In short, in order to adopt dark mode in iOS, you need to prepare two sets of colors or images. One for day mode and one for night mode.

It seems like a lot of work, but it really depends. If your apps don’t have customized icons, colors or images for dark mode, it’ll be quite simple. Otherwise, it will require some work, but I will show you some approaches to help you.

Before we go into details, let’s see how dark mode works in iOS 13.

UI Element Colors (Semantic Color)

UI Element Color is a new set of standard color objects for use with labels, text, backgrounds, links, and more. It’s only available on iOS 13, tvOS 13 and later.

This means that Apple also prepared two sets of colors for all system UI components. The tricky part is that one color name is actually mapped to two colors — one for day mode, one for night mode. For example:

lable.textColor = .label

UIColor.label is actually the color black in day mode, and white in night mode. As long as you use the element color, the system will handle the color changes for you when your user toggles between day mode and night mode.

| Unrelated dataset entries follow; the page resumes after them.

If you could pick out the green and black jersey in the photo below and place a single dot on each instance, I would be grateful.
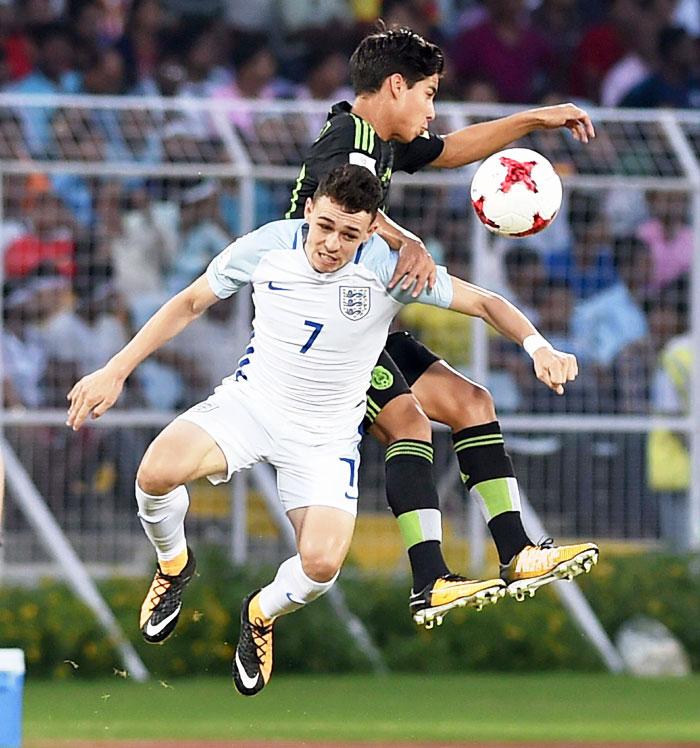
(347, 138)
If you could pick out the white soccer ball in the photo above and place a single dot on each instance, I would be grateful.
(516, 192)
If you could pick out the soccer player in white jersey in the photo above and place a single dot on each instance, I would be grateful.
(322, 312)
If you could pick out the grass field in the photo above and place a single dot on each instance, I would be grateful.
(536, 708)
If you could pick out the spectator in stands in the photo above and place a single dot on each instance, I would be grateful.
(188, 352)
(636, 64)
(560, 22)
(53, 73)
(669, 235)
(85, 338)
(603, 45)
(141, 41)
(555, 306)
(12, 144)
(142, 250)
(202, 235)
(302, 15)
(634, 367)
(256, 68)
(676, 82)
(15, 52)
(508, 51)
(613, 317)
(588, 265)
(76, 137)
(47, 233)
(326, 79)
(526, 278)
(668, 456)
(23, 355)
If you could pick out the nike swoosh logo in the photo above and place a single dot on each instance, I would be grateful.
(247, 681)
(152, 629)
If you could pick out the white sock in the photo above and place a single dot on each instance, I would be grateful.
(291, 589)
(163, 520)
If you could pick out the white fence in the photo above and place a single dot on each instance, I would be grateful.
(109, 205)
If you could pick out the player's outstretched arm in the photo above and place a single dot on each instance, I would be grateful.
(96, 393)
(415, 267)
(478, 141)
(553, 368)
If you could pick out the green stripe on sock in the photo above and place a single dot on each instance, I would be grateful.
(410, 453)
(479, 441)
(420, 525)
(497, 496)
(410, 448)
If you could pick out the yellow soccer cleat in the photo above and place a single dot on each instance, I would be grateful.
(431, 604)
(537, 565)
(252, 663)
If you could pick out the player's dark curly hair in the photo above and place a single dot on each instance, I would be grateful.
(352, 187)
(393, 50)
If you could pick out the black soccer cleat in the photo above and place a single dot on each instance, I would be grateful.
(252, 663)
(161, 608)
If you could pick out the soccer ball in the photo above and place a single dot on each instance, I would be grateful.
(516, 192)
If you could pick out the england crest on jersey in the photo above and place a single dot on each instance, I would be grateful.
(354, 301)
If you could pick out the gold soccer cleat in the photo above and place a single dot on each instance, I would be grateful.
(434, 601)
(537, 565)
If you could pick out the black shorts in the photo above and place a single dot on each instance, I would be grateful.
(400, 364)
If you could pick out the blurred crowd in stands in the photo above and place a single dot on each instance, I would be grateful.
(88, 256)
(608, 280)
(640, 53)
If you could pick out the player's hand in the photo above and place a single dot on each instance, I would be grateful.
(92, 396)
(570, 116)
(555, 368)
(415, 266)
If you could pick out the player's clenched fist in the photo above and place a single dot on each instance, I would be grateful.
(93, 394)
(555, 368)
(570, 116)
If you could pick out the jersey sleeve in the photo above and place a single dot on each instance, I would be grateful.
(233, 267)
(420, 152)
(379, 258)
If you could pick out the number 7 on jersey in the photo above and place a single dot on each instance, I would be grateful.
(316, 329)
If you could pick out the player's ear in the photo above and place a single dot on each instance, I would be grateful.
(396, 84)
(308, 207)
(374, 225)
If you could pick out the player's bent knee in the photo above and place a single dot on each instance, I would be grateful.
(154, 477)
(320, 566)
(403, 418)
(467, 404)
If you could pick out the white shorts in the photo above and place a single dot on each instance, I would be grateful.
(307, 474)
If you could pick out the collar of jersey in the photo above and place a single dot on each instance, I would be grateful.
(341, 107)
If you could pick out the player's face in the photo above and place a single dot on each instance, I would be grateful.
(334, 235)
(415, 108)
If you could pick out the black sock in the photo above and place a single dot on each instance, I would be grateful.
(509, 535)
(413, 499)
(486, 469)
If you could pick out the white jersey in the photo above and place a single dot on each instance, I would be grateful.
(316, 336)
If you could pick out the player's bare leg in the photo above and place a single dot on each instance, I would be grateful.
(486, 470)
(180, 453)
(412, 496)
(323, 538)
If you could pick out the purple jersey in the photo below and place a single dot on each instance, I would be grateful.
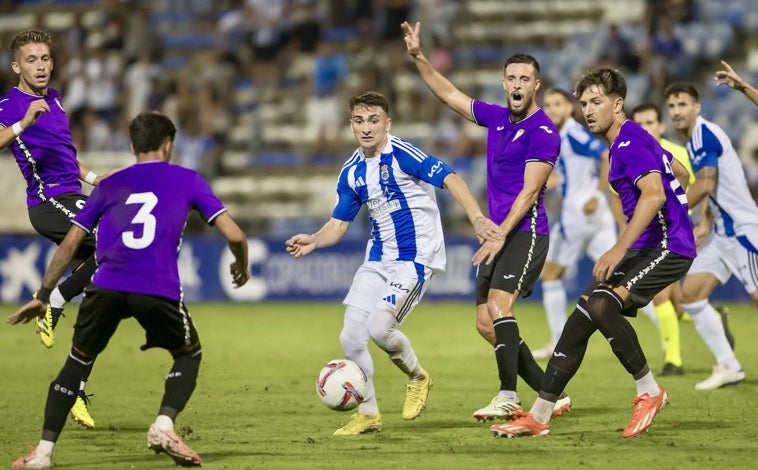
(510, 146)
(44, 152)
(140, 213)
(634, 154)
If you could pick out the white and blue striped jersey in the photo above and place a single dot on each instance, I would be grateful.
(398, 189)
(735, 212)
(578, 165)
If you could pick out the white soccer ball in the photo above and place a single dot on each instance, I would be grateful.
(341, 385)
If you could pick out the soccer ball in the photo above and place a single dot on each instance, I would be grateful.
(341, 385)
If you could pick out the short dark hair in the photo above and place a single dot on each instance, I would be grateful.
(560, 91)
(370, 98)
(149, 130)
(648, 106)
(681, 87)
(28, 37)
(523, 59)
(610, 80)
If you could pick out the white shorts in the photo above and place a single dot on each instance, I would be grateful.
(723, 257)
(393, 286)
(572, 236)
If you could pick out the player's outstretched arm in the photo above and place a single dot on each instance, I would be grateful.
(33, 112)
(706, 181)
(237, 242)
(302, 244)
(440, 86)
(57, 268)
(729, 77)
(484, 228)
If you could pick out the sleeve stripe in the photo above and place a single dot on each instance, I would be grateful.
(474, 115)
(645, 174)
(355, 156)
(213, 217)
(73, 221)
(417, 154)
(539, 159)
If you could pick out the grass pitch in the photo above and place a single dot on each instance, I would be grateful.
(255, 405)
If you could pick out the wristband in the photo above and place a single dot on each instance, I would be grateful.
(43, 294)
(17, 129)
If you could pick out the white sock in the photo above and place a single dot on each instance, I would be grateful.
(542, 410)
(354, 339)
(647, 384)
(649, 310)
(554, 301)
(708, 324)
(45, 447)
(164, 423)
(56, 299)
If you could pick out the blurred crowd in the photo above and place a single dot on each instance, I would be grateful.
(296, 62)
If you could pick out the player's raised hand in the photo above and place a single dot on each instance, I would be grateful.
(32, 309)
(412, 41)
(300, 245)
(33, 112)
(240, 274)
(729, 77)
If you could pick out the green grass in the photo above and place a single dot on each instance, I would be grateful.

Adopting the UI With Default Colors

If some of the UI components in your project are using the default system color, you can simply change them to the new UI element color.

Programmatically

self.label.textColor = .label
self.view.backgroundColor = .systemBackground

Interface Builder

How to Toggle Dark Mode in the Simulator?

When you open Xcode 11 beta or later, there is a new, small environment override icon, when you run your app in the simulator. Click it and then you can toggle dark mode in your simulator.

Adopting the UI With Customised Colors

Programmatically

In iOS 13, a new UIColor initializer was introduced:

init(dynamicProvider: @escaping (UITraitCollection) -> UIColor)

You can customize your own color, based on the userInterfaceStyle property from UITraitCollection:

You can simply create a new color set from Assets, and then under the inspector panel, change Appearance to dark mode, then you can set two colors.

After setting the color inAssets, you can use this name anywhere, and of course, the system will handle the color change for you when dark mode is toggled.

Adopting UI With Customised Images

Similar to color, images for dark mode can be set in Assets as well.

The good thing about setting colors or images in Assets is that it’s backward compatible. It means that you don’t need to say if #available(iOS13, *) in your code. The system will auto-use the day mode color or images for an app running iOS 12 and before.